During the holidays, Europe 1 returns to the origins of inventions that have become cult.

Today video games, the modern version of which was invented in the United States by Steve Russell, a student of the prestigious MIT.

>> Every day in 

Historically yours

 presented by Stéphane Bern and Matthieu Noël, 

David Castello-Lopes looks

 back on the origins of an object or a concept.

During the Christmas holidays, Europe 1 invites you to rediscover ten inventions that have become cult.

Today, 

we look back on the birth of the video game, the very first modern version of which was invented by

Steve Russell,

an American student in the 1960s.

>> Find all the chronicles of David Castello-Lopes in replay and podcast here

The ancestor of video games, a computer as large as a bedroom

What was the first video game?

To find out, you have to go back to the 1950s.
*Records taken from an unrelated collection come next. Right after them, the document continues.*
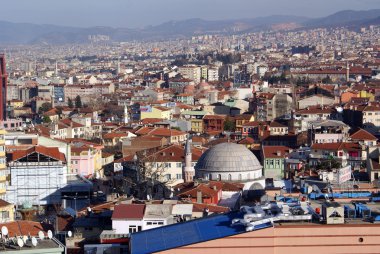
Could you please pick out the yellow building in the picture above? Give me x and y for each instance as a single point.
(3, 166)
(16, 103)
(7, 212)
(155, 112)
(366, 94)
(197, 125)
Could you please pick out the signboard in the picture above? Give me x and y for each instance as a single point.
(117, 167)
(344, 174)
(171, 104)
(145, 109)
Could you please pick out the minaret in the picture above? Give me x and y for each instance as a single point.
(188, 169)
(56, 68)
(126, 118)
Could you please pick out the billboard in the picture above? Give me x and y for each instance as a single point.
(145, 109)
(344, 174)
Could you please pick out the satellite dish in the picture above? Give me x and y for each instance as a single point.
(20, 243)
(4, 230)
(41, 235)
(50, 234)
(34, 241)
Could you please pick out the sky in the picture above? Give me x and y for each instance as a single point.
(141, 13)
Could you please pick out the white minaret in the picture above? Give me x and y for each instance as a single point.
(56, 68)
(188, 169)
(126, 117)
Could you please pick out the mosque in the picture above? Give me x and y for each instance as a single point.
(227, 162)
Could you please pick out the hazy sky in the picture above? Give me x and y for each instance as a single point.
(140, 13)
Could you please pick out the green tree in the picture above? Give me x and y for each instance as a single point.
(46, 119)
(78, 102)
(70, 103)
(46, 106)
(229, 125)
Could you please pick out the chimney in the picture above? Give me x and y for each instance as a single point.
(199, 197)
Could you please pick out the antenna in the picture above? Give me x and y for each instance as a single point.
(4, 230)
(34, 241)
(41, 235)
(20, 243)
(50, 234)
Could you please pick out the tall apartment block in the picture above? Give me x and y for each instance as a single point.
(3, 88)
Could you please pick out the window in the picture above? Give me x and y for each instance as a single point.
(132, 229)
(4, 215)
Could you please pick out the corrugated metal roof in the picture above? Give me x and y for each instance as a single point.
(186, 233)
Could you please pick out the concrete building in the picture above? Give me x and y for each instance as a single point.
(3, 165)
(191, 72)
(36, 176)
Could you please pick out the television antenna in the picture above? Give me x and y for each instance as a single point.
(41, 235)
(50, 234)
(20, 243)
(34, 241)
(4, 231)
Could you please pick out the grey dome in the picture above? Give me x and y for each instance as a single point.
(228, 157)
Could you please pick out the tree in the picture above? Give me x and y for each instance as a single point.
(70, 103)
(46, 119)
(229, 125)
(78, 102)
(46, 106)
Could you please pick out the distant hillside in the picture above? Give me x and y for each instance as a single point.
(343, 18)
(25, 33)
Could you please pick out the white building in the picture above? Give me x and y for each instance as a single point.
(36, 176)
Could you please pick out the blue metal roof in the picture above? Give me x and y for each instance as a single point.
(185, 233)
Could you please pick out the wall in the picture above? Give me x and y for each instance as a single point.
(122, 226)
(306, 238)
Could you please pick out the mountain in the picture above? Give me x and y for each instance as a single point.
(344, 18)
(25, 33)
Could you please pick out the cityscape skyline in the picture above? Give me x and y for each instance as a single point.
(117, 13)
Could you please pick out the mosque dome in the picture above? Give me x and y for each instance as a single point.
(228, 161)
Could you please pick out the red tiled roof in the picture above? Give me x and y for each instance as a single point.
(115, 135)
(166, 132)
(246, 141)
(52, 152)
(23, 227)
(130, 211)
(277, 125)
(210, 117)
(336, 146)
(4, 203)
(275, 151)
(363, 135)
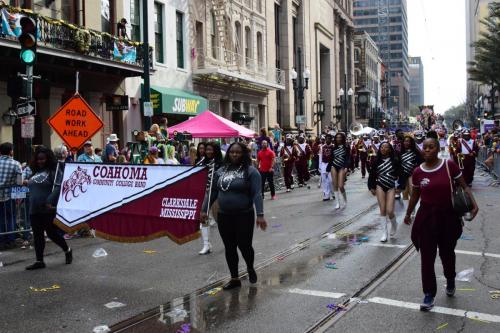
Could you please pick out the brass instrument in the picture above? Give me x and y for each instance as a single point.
(457, 125)
(356, 129)
(460, 160)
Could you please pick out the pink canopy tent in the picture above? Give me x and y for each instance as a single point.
(210, 125)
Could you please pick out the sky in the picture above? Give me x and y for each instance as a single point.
(436, 32)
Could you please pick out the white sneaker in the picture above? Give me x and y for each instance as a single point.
(394, 226)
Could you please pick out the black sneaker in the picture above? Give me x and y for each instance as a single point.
(450, 288)
(252, 276)
(233, 283)
(69, 256)
(36, 265)
(428, 303)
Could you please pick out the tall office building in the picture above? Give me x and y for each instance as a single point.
(386, 22)
(416, 81)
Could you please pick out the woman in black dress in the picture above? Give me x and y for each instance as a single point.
(237, 187)
(43, 199)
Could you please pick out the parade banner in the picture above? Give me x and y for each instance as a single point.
(132, 203)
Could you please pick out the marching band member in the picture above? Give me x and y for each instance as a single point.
(325, 157)
(443, 143)
(419, 140)
(362, 148)
(288, 155)
(340, 162)
(304, 153)
(411, 157)
(467, 152)
(382, 183)
(453, 146)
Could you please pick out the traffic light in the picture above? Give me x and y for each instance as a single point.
(27, 39)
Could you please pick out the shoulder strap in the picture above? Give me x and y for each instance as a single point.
(449, 178)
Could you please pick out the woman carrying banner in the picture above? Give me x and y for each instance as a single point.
(200, 152)
(43, 199)
(437, 225)
(213, 160)
(236, 185)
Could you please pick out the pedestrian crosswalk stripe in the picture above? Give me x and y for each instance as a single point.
(316, 293)
(438, 309)
(471, 253)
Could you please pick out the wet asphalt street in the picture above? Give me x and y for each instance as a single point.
(174, 289)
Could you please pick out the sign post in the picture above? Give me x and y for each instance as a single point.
(28, 127)
(75, 122)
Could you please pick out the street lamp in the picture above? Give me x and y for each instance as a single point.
(320, 112)
(9, 117)
(300, 82)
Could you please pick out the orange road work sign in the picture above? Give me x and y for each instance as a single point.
(75, 122)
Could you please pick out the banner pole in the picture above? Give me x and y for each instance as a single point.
(210, 191)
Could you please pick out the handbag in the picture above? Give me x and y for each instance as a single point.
(460, 199)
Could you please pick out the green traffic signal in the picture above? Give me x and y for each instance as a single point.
(28, 56)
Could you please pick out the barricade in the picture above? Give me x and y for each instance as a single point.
(483, 155)
(14, 214)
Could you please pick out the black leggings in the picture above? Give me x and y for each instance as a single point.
(236, 231)
(41, 223)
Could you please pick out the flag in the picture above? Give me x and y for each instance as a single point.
(132, 203)
(124, 53)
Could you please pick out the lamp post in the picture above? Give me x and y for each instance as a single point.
(320, 112)
(344, 100)
(9, 117)
(300, 82)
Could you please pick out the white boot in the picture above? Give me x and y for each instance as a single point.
(344, 200)
(337, 200)
(383, 220)
(207, 247)
(394, 225)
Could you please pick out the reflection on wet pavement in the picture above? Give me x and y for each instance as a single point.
(211, 308)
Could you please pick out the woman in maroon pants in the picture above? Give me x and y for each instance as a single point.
(436, 224)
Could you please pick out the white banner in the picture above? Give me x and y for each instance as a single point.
(89, 190)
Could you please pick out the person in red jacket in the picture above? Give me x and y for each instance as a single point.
(304, 153)
(265, 160)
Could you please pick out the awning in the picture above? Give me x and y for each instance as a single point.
(175, 101)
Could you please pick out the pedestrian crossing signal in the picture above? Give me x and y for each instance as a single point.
(27, 39)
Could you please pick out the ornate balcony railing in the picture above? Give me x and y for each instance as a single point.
(219, 57)
(60, 35)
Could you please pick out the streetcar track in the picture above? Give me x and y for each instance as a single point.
(350, 303)
(154, 312)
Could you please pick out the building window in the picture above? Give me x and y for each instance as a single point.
(179, 23)
(135, 20)
(107, 16)
(158, 24)
(260, 53)
(248, 45)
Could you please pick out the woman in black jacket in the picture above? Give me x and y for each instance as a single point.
(237, 187)
(213, 160)
(43, 199)
(410, 158)
(382, 182)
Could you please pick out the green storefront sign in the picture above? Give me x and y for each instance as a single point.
(175, 101)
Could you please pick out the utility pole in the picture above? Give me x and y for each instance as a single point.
(146, 93)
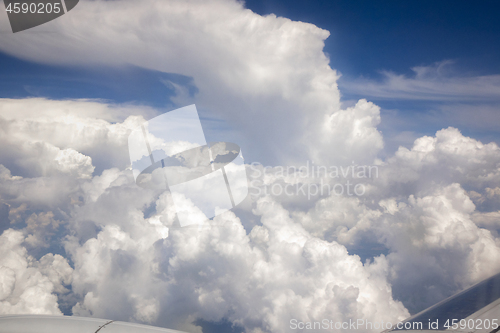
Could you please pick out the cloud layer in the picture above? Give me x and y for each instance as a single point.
(80, 236)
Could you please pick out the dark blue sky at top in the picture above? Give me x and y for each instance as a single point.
(369, 36)
(366, 38)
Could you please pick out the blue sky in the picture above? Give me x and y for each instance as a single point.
(366, 39)
(427, 227)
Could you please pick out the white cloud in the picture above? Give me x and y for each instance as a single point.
(255, 72)
(281, 257)
(27, 285)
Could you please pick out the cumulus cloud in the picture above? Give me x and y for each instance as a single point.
(28, 285)
(423, 228)
(252, 71)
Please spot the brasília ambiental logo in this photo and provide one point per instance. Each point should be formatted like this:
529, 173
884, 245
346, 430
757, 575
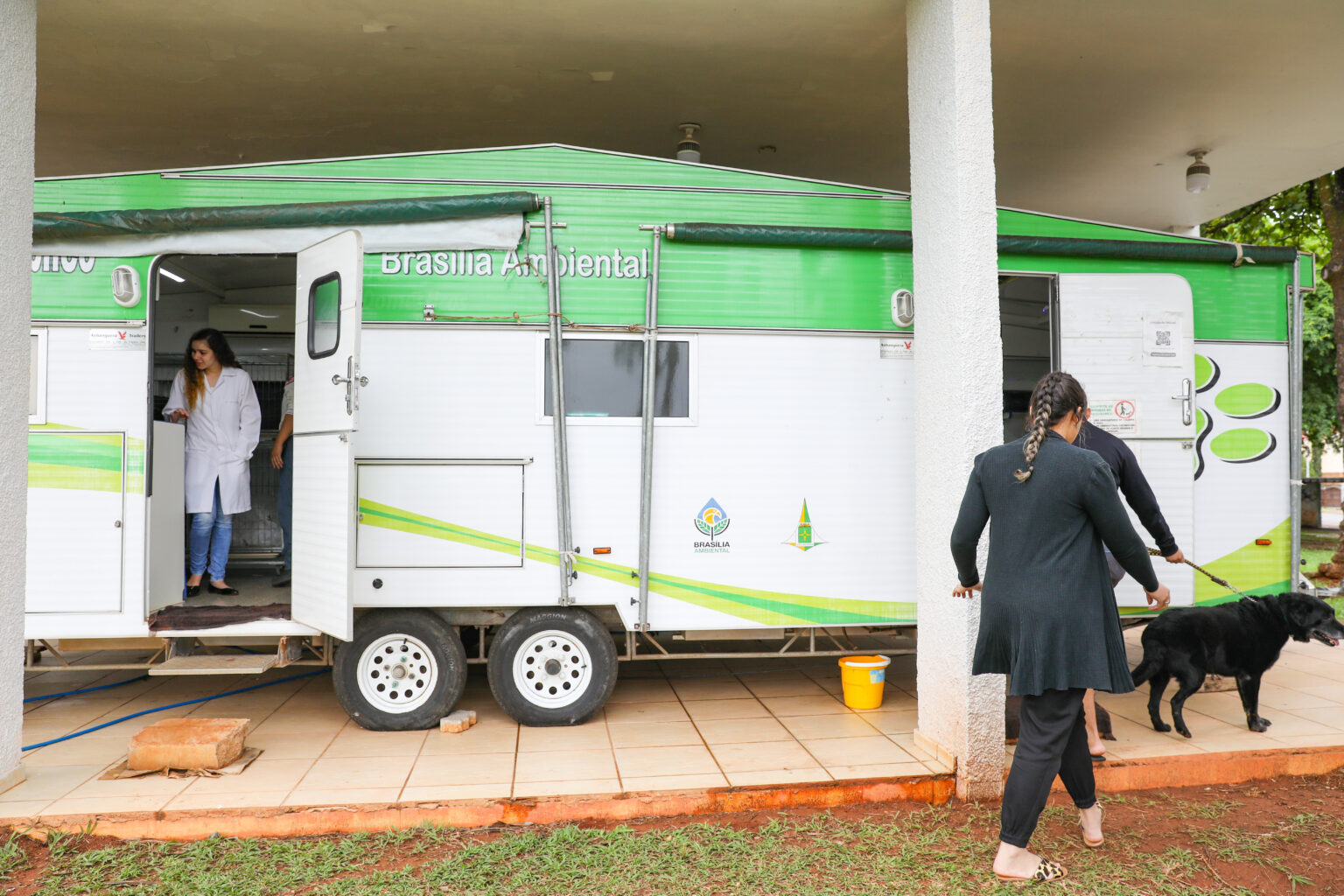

At that time, there were already computers, but they were the size of a maid's room and they were mainly used to calculate boring stuff for the army.

But, already, there were clever little engineers who were starting to think that we could have fun too.

And that's how some rudimentary games were created, notably a tic-tac-toe game where you could play against the computer in 1950. It worked great ... except that the machine that ran it was 4 meters long. from above.

So playing noughts and crosses is cool, but it might not be enough to buy a giant wardrobe. 

Spacewar, the first modern video game

And then about ten years later, a computer came out that is considered the first computer usable by somewhat normal people, not just big, super strong engineers.

And, above all, its size was acceptable since it was "only" the size of a large fridge.

It was called PDP 1, it walked with strips of perforated paper and it was installed in particular at the MIT (Massachusetts Institute of Technology) in Boston, where the teachers gave permission to the students to use the computer to try things out in their spare time.

Among these students, one was named Steve Russell.

Like many engineers, he must have found that writing lines of code was more erotic than having sex with people ... so he spent his time doing code.

And with two of his friends, Steve created Spacewar in 1962, which is considered the first true video game in a modern sense, and it was played with controllers.

Incredibly aesthetic for the time

And for a game created in 1962, it's not bad at all.

It is played in two, each with a controller and it's a battle in space between two spaceships shooting at each other.

And it's crazy because, paradoxically, it's aesthetically beautiful and even realistic.

They chose a subject, the space, which was visually very suited to the means at their disposal to represent it.

It was in black and white, we can see here and there small luminous dots which stand out against a black background.

And it works because a black screen with flickering pixels, it really looks like two drops of water in space.